[EMBROIDERESS OF TREVISO.]

It was our third day of rain, and the wood and garden walks around the country house we were staying at, were turned into water-courses. On the first and second day, the party of guests had made it a point of honour to be as inexhaustible in good humour as the sky in clouds, and within the large five-windowed saloon, with the oleanders blooming before it, jests rained, laughter rippled, and witty repartees flashed uninterruptedly as the drops pattered on the terrace outside. On this third day, however, even the most genial in our ark became dimly conscious that the deluge might prove more persistent than their good spirits. True no one ventured to break the vow of enduring this visitation in common,--made the day before yesterday,--by slinking off to his room and sulking there on his own resources. But general conversation, games, spontaneous play of intelligence and wit, had somewhat failed since the professor who passed for a great meteorologist, had confessed that instead of the change to fair which he had promised, his glass actually showed a fresh fall of the mercury. He had procured a second barometer, and was now seriously investigating the causes of this discrepancy between two prophets. His wife meanwhile was silently painting in body colours on grey paper her sixth water-lily; at a second table, Frau Helena was setting up her men for a seventh trial of skill at chess, while Frau Anna sat in a corner beside her baby's cradle, fanning away the flies from it, while trying to guess the conundrums and charades in the old almanac open on her knee. The young doctor with whom Frau Helena was playing chess, saw in this interval of silence an opening for doing justice to a rustic anecdote, but suddenly broke off, remembering that he had told it the day before. The husband of Frau Anna, mindful of the elder Shandy's sagacious dictum, that all manner of mental distresses and perplexities are best endured when the body is in a horizontal position, had stretched himself out full length on an old leather sofa, and blew the smoke of his damped cigar up in slow blue circles to the ceiling.

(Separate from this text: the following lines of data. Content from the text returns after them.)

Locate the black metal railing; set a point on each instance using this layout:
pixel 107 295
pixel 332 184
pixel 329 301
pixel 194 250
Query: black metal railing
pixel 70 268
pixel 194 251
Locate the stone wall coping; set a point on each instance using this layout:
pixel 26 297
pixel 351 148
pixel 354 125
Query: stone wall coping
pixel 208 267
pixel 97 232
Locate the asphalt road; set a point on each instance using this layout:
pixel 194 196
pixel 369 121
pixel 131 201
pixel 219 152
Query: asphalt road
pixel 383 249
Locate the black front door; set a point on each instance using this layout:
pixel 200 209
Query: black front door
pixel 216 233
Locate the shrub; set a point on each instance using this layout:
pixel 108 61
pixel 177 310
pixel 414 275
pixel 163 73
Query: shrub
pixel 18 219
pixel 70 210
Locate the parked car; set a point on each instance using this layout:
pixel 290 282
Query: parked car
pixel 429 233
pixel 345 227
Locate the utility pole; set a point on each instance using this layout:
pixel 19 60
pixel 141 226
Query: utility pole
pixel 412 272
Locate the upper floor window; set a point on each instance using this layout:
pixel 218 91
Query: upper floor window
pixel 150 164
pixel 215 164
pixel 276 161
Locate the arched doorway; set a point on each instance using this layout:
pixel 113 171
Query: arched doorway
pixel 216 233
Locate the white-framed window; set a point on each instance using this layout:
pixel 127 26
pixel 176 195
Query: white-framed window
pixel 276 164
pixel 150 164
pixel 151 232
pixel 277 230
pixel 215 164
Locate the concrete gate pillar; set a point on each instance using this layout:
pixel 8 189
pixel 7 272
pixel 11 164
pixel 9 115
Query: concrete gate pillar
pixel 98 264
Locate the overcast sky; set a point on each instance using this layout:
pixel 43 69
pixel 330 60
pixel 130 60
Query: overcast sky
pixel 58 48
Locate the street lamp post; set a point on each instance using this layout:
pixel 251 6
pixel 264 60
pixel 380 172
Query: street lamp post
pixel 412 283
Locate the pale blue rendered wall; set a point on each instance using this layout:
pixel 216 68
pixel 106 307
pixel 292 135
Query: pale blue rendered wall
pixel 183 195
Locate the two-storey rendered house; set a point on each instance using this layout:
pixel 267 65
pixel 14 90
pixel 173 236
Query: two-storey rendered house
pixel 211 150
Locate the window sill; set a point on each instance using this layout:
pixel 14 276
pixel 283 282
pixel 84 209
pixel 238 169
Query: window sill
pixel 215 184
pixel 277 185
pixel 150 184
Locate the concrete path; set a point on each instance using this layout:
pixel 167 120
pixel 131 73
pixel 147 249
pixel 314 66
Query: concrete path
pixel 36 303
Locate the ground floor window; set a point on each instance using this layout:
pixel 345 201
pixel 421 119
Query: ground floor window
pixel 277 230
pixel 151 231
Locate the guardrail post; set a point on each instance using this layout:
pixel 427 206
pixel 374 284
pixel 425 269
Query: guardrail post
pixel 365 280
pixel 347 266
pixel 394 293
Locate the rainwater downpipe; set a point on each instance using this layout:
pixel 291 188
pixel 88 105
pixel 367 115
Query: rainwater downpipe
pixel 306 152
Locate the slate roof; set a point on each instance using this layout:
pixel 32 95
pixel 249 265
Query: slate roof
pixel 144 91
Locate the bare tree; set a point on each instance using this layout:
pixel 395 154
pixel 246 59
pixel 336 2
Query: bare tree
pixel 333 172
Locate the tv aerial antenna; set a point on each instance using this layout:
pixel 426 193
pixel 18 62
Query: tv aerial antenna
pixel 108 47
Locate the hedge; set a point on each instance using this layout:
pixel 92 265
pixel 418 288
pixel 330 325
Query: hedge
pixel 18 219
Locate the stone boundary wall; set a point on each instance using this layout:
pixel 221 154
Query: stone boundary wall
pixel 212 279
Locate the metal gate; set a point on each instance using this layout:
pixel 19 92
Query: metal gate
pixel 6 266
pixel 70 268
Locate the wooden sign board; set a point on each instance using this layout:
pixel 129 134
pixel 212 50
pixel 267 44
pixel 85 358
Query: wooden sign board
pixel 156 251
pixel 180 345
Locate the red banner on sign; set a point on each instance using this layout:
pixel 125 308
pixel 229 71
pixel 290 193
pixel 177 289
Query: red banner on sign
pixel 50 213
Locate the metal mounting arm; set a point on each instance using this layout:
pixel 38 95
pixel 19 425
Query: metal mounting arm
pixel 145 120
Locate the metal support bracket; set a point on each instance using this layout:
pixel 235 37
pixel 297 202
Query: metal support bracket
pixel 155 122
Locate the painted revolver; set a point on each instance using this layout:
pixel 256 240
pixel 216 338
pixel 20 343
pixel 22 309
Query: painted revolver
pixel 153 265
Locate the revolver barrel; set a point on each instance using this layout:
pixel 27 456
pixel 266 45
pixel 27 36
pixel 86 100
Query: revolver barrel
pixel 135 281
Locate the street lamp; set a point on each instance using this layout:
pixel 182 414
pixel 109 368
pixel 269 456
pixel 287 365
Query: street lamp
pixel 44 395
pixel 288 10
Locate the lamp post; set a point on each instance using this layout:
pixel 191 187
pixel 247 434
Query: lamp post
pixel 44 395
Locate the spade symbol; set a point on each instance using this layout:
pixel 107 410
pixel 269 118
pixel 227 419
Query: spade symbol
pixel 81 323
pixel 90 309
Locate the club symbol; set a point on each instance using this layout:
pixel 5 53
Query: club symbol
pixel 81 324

In the midst of these more or less successful efforts to adapt oneself to one's fate, the off-hand cheery way in which a middle-aged man with arms locked behind, continued slowly pacing up and down the room, naturally arrested attention. Sometimes he would stand for an instant beside the chess-table, or look over the shoulder of the painter, or gently wave his hand in passing over the little brow of the sleeping child, but all this he seemed to do unconsciously, as if absorbed in some train of thought quite unconnected with the rainy Present, and fixed either on a sunny Past, or sunny Future.

"What can you be about, dear Erminus?" enquired Frau Eugenie, who had just returned from a housewifely excursion into the kitchen and store-closet. "Here we all are pulling faces in keeping with this horrible wet, and on yours there is actual fine weather, nay even a kind of sunshine, as though you had secretly got betrothed, or had written the last page of a book, or felt a toothache of four-and-twenty hours subsiding. Come now, confess at once what this means, or we shall suspect that it is nothing but most unholy exultation over us who do not--like you--come to the country for the exact purpose of shutting ourselves up in a room with books."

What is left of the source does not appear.